OpenClaw is on Node 22, so the runtime leans on AbortController and EventTarget. Each agent spawns its own AgentRuntime instance; by default you get a pool of eight (overridden by --agents). Runtimes are stateless between cycles; all persistence lives in Memory.

Event loop, not cron

Early versions used setInterval for scheduled tasks. That blew up when tasks overlapped and swallowed Promises. Since v0.24 the scheduler pushes synthetic "tick" events into the same queue as user messages. One loop to rule them all, which means backpressure is uniform and easy to observe.

Memory layer: vector store, key/value, snapshots

Three sub-stores, switchable independently:

Vector: default is sqlite3 with sqlite-vss extension. For prod we run Pinecone on ClawCloud. DuckDB works but misses filtered ANN queries.
KV: Lightning-fast lmdb-store. If you pass --external-redis, we swap to Redis 7 with JSON module.
Snapshot: gzip’d JSON blobs stored in ~/.claw/snapshots. One per agent per day; used for rollbacks.

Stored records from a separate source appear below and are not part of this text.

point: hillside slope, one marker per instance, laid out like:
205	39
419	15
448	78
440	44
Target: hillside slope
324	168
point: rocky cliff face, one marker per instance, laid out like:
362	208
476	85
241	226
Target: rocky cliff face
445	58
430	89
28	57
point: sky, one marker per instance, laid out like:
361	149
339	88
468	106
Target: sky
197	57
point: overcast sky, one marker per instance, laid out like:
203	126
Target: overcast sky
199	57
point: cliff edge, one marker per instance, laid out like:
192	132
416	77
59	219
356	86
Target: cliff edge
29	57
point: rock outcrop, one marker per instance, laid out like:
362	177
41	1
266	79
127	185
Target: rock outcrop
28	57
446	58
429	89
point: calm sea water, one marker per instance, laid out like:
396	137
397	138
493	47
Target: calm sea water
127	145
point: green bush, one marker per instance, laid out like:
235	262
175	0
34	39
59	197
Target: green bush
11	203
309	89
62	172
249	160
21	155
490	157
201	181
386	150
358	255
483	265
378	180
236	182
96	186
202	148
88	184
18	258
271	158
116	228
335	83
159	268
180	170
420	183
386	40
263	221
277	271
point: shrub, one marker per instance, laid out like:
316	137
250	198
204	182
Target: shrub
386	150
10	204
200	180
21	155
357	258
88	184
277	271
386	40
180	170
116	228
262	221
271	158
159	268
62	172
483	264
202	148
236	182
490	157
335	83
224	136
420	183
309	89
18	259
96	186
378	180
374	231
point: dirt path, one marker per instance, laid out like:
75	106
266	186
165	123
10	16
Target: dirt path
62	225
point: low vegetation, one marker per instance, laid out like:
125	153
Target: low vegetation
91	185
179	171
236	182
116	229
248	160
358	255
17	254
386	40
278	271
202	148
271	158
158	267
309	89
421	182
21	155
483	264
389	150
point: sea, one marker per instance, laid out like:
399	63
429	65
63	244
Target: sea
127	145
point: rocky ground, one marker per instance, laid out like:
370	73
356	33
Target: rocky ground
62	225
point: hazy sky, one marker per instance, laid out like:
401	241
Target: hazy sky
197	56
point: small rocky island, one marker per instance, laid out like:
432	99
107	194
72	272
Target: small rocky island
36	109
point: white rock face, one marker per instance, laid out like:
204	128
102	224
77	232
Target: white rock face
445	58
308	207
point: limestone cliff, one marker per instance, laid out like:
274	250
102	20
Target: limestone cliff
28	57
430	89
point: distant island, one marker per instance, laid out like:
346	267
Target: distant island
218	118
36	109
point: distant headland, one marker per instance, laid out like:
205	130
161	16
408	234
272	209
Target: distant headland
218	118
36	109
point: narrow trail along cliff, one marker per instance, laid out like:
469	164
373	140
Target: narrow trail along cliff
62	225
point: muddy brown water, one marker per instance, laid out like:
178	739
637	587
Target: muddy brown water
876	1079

The memory API is async get(), set(), search(), all Promise-based. No streams yet; Paolo hinted at moving to Async Iterables once the Node 22 LTS dust settles.

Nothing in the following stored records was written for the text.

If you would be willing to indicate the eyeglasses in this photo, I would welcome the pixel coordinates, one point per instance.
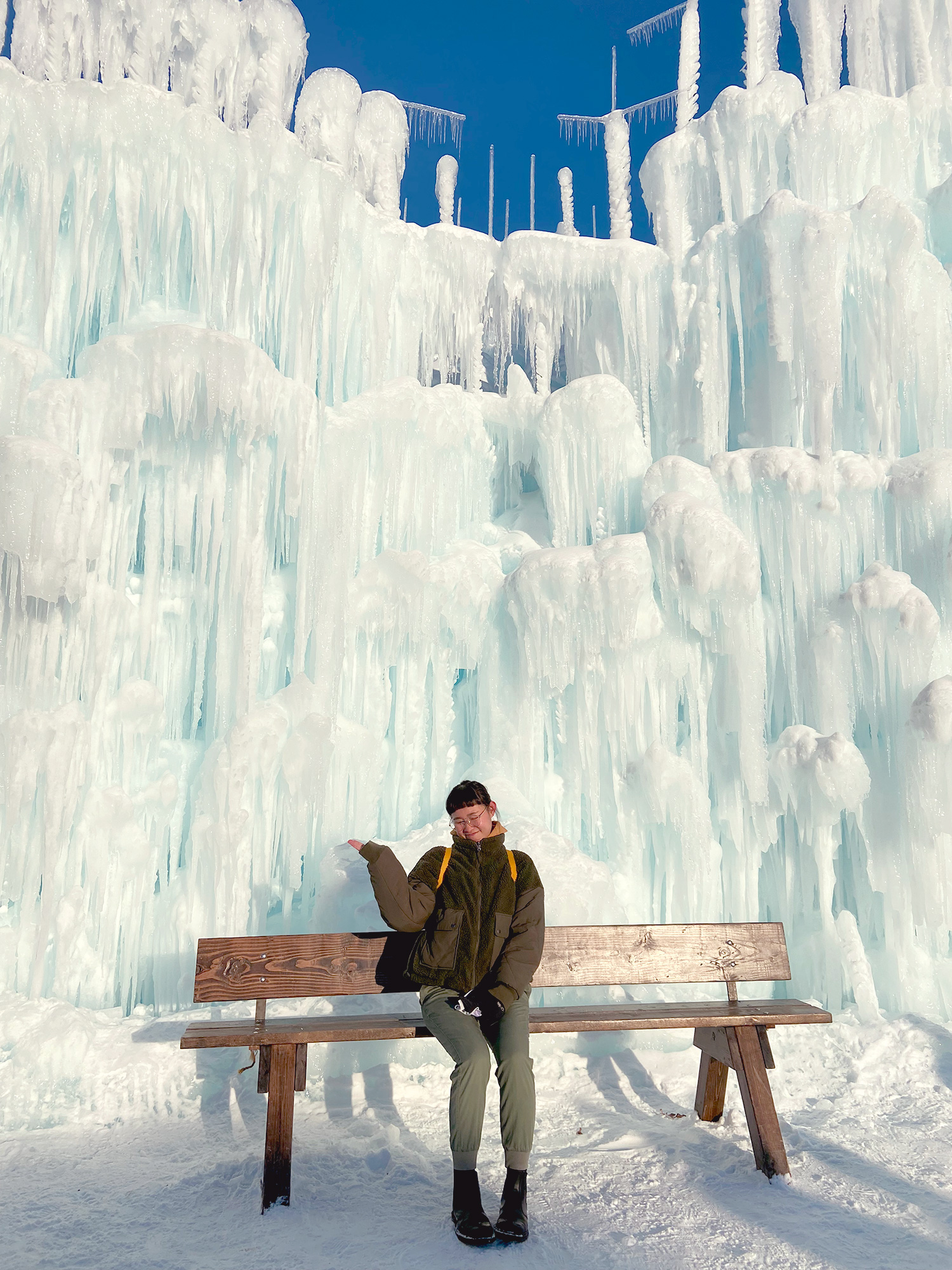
(468, 822)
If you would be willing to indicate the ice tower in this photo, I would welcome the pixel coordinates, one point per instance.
(296, 531)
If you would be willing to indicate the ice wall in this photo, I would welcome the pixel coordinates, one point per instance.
(307, 512)
(235, 57)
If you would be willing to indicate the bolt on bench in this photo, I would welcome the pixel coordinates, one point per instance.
(731, 1034)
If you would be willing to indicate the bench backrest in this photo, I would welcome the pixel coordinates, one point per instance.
(256, 968)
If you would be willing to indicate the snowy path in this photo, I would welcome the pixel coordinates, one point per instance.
(135, 1160)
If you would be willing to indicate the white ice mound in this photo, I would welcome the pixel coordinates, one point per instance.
(41, 516)
(573, 603)
(677, 474)
(818, 777)
(701, 558)
(885, 596)
(381, 140)
(592, 457)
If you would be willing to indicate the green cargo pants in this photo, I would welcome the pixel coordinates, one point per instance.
(461, 1038)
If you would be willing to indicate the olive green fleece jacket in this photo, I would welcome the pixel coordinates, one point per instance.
(478, 928)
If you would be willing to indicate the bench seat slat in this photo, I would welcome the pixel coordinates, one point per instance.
(545, 1019)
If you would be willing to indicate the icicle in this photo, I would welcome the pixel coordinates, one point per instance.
(819, 25)
(689, 65)
(447, 172)
(656, 109)
(661, 22)
(326, 117)
(565, 187)
(762, 20)
(431, 124)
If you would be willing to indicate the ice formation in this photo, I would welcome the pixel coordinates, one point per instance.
(689, 65)
(565, 191)
(307, 512)
(447, 171)
(237, 57)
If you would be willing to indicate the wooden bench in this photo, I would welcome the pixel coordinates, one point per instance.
(731, 1034)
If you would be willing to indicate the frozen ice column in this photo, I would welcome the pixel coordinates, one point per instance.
(327, 116)
(565, 187)
(764, 35)
(689, 65)
(383, 139)
(619, 159)
(447, 171)
(821, 31)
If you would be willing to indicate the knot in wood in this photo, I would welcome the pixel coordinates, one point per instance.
(235, 968)
(346, 968)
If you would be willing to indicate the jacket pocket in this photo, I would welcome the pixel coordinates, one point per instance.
(442, 943)
(505, 923)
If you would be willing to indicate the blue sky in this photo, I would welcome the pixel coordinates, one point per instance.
(511, 67)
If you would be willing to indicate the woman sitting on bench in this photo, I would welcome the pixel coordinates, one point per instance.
(480, 911)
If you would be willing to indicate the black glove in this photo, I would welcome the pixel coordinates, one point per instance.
(482, 1005)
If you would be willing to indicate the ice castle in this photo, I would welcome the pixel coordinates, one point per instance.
(307, 512)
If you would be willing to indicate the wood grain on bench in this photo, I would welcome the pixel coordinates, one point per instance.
(731, 1034)
(312, 1029)
(271, 967)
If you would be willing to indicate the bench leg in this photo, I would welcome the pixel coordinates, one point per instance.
(711, 1088)
(276, 1183)
(766, 1139)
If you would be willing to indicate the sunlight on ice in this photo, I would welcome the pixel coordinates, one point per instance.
(307, 512)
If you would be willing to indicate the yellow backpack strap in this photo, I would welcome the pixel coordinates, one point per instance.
(447, 854)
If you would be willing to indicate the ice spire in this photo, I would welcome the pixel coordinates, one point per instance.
(819, 26)
(619, 159)
(565, 187)
(381, 139)
(238, 59)
(447, 171)
(764, 34)
(689, 65)
(492, 187)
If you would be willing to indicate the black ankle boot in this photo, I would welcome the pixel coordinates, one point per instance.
(472, 1224)
(513, 1224)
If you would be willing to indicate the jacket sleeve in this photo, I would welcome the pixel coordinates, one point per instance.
(522, 951)
(404, 904)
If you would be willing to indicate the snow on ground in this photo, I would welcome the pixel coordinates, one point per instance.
(119, 1150)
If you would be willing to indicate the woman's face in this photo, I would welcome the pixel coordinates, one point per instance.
(474, 822)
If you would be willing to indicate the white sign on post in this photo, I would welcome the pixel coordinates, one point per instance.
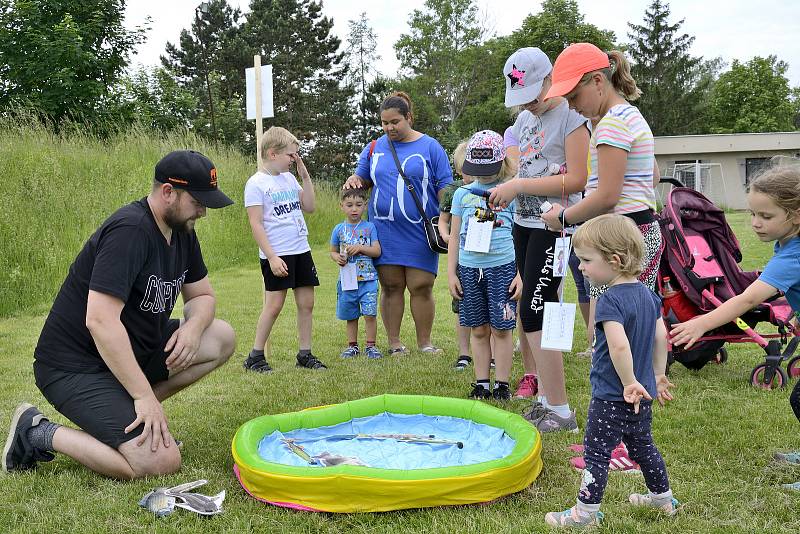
(266, 92)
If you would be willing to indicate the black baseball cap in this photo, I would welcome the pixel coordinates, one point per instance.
(192, 171)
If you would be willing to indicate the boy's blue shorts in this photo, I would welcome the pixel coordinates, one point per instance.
(357, 302)
(485, 296)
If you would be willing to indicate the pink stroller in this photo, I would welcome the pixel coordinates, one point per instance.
(701, 265)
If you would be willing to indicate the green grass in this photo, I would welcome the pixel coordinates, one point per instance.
(717, 437)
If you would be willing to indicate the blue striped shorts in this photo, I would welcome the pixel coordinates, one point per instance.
(486, 298)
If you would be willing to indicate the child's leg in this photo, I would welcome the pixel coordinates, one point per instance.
(503, 353)
(304, 297)
(273, 304)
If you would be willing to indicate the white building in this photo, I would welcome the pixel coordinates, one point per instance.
(721, 165)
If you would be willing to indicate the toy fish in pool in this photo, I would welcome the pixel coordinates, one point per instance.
(158, 502)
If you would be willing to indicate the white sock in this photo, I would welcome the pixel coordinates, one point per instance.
(561, 409)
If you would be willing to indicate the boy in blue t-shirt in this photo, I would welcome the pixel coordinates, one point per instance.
(354, 243)
(628, 370)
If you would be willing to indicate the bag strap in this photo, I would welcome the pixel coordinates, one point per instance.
(409, 185)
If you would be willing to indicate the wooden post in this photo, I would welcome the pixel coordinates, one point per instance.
(259, 127)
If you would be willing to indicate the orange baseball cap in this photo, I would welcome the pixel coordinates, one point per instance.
(571, 64)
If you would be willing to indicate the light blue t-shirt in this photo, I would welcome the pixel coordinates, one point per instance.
(637, 309)
(363, 233)
(783, 272)
(501, 248)
(391, 207)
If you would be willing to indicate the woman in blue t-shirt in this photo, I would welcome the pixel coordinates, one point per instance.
(406, 261)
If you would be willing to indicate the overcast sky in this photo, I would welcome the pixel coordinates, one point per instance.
(732, 29)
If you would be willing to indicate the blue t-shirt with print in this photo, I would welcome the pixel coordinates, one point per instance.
(363, 233)
(501, 247)
(392, 208)
(783, 272)
(637, 309)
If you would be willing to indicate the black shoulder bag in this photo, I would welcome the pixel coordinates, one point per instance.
(435, 241)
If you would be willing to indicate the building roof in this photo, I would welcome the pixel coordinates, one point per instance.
(715, 143)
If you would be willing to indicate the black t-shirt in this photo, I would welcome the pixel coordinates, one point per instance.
(128, 258)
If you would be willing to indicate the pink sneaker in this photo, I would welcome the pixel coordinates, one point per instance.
(528, 387)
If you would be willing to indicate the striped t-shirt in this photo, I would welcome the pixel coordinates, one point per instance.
(624, 127)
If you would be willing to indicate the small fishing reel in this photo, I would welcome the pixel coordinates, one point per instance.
(487, 215)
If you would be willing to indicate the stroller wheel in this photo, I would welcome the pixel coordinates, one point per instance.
(793, 367)
(758, 377)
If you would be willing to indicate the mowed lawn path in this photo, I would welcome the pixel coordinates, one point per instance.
(717, 437)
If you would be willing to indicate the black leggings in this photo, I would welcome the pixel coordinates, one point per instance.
(535, 250)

Tool orchestration and channel normalization

Composio glue

When a reasoning step emits {"tool":"gmail.send","args":{...}}, the executor serializes that to the Composio SDK:

import { exec } from '@composio/sdk';
...
const result = await exec("gmail.send", args);

The call returns a structured object. No reflection or eval. If the tool fails, we catch, log, and reply with a "tool_error" message so the LLM can recover in the next cycle.

Browser and shell drivers

For browser automation, OpenClaw embeds puppeteer@22. A headless Chromium instance is kept alive per agent (Chrome DevTools Protocol, not Playwright). Shell access goes through a jailed chroot on Linux and a hardened macOS sandbox-exec profile on macOS. No Windows support yet.

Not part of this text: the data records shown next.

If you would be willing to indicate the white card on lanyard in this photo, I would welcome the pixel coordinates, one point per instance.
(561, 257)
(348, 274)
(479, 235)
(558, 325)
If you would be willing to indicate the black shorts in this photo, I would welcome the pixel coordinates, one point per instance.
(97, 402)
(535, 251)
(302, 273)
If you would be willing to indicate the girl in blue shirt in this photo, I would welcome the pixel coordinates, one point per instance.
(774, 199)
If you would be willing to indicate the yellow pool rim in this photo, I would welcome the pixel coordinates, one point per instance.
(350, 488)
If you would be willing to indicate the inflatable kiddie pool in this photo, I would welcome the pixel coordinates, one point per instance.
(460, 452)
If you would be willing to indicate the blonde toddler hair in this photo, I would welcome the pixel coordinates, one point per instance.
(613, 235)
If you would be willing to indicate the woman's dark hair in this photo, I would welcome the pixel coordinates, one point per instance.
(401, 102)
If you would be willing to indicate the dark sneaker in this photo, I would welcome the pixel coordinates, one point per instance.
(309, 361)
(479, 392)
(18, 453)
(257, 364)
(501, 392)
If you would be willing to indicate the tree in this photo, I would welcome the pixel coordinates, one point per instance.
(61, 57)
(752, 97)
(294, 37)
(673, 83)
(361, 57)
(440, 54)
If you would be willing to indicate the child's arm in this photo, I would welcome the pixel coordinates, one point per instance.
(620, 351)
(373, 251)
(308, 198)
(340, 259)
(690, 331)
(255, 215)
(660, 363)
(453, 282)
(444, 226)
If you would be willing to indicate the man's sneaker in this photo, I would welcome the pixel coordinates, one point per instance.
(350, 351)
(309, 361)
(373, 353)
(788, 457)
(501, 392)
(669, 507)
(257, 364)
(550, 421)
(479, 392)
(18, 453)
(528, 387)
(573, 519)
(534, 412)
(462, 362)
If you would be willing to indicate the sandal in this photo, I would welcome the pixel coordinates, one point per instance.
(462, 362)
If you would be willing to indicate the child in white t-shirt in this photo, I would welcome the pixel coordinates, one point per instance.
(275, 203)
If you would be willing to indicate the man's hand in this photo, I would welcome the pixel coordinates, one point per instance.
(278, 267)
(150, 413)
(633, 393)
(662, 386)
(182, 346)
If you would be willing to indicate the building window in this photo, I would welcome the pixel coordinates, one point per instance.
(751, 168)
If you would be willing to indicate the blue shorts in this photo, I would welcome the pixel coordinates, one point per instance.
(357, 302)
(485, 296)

Failure modes, scaling notes, what to tweak first

Gateway overload

Because sessions are memory-resident, 32k+ concurrent sessions will pressure the Node heap. Mitigation: set --session-store=redis to offload to RedisHash. Adds 1-2 ms per lookup, acceptable.

Runtime starvation

Eight runtimes are plenty for hobby traffic. If queue depth goes above 100 events, bump --agents to number of cores × 2. Each runtime is ~120 MB RSS with Puppeteer idle; plan RAM accordingly.

LLM timeouts

Default call timeout is 45 s. On batch mode (--openai-batch=10) timeouts cascade. Tune GATEWAY_LLM_TIMEOUT_MS or supply your own llm.ts driver.

Observability

Set CLAW_TRACE=1 to emit OpenTelemetry spans over OTLP/HTTP. Jaeger UI will show gateway receive → runtime think → tool exec chain.

Practical takeaway

If you need one mental model, remember: the gateway is a dumb router plus session cache, and the runtime is an async loop that alternates LLM calls with tool execution. Everything else—memory back end, channel adapter, browser vs. Gmail—is a plug. Clone the repo, start with src/gateway, follow the session map, then step into runtime/loop.ts. You’ll have 80 % of OpenClaw mapped in an afternoon.

Once you understand that, you can safely patch in your own memory store or swap Puppeteer for Playwright without touching the core loop. The architecture is boring on purpose, and that’s why it works.